Hofstadter’s law is particularly odd kind of variant of Optimism Bias though, since it’s a delusion that most of us are very aware of (maybe it’s that which actually makes it the most genuine of delusions), yet we repeatedly fail to take it in to account.  Just think, how many times in your life have you sat down to do a ten minute piece of admin that took an hour? – or worse still, asked a colleague to do a ‘quick job’ with those three dreaded words “Can you just…” And if we also introduce the Peter Principle, namely that many of us are promoted to our precise level of incompetence, it’s clearer still that we are woefully unable to comprehend the scope and realistic likely influences on any major project.  To make matters worse, neither are our team, financiers, stakeholders or clients.  We’re all operating in a groupthink mindset that’s contributing to the Hofstadter Delusion.

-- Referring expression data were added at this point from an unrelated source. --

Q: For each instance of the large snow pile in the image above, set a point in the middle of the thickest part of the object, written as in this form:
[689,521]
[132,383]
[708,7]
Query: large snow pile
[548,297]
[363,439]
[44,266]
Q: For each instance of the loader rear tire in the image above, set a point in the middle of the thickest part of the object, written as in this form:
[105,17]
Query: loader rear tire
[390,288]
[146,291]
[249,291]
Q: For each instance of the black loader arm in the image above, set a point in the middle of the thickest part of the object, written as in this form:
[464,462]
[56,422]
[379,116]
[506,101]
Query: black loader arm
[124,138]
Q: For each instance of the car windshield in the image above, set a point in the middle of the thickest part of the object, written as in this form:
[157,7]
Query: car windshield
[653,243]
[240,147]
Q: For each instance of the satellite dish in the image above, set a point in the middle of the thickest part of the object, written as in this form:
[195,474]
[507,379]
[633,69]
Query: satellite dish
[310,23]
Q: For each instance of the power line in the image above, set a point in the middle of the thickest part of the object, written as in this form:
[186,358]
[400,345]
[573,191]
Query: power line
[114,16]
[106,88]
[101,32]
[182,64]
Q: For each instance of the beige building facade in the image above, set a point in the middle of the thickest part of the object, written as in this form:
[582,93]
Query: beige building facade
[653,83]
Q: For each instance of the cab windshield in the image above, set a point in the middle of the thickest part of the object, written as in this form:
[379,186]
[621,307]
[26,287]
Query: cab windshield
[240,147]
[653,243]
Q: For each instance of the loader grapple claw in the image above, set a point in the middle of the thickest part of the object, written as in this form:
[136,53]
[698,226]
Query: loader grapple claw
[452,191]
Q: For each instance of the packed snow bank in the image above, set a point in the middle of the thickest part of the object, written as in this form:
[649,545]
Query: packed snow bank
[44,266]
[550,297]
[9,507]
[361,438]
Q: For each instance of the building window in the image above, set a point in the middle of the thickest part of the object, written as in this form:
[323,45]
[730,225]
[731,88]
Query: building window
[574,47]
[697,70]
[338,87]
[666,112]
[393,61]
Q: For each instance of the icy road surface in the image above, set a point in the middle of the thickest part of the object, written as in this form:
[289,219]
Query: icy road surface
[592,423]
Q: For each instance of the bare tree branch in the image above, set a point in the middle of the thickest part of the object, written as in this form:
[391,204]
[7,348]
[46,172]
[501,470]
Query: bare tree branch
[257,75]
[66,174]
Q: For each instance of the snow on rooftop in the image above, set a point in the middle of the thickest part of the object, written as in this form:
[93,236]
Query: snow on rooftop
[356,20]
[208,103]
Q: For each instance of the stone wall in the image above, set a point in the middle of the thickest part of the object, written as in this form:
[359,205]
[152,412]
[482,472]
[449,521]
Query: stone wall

So can we do anything?  Or in light of all this are we totally powerless?  I’d like to think not, I’d like to think that there is an answer and it sits within tools and skills that many problem solvers already use; Root Cause Analysis.

RCA is traditionally used as reactive form of complex problem solving, using cause and effect analysis to uncover all the causes of events and incidents, from the obvious hiding in plain sight, through to the hidden but no less pernicious.  But it doesn’t have to be anchored in the reactive. The Sologic RCA method is just as effective as form of proactive analysis; equally at home as a planning tool or means to conduct an effective pre-mortem (imagining and investigating the failure of a project yet to launch).  In both instances the method revels the known and, crucially, the unknown causes that contribute to the time and financial demands of any project. If this can be combined with effective reporting, data management and common cause analysis (made easy through Sologic’s Causelink software) improvements in institutional learning have the potential to be exponential.

We’ll likely never fully shake off The Hof, I suspect he’s with us forever.  But RCA methods and effective RCA Software are two ways in which we can methodically bridge the gap between the resources we expect to need and the resources we’ll eventually end up using.

Oh, and in case you were wondering, this blog did take three times longer than I anticipated.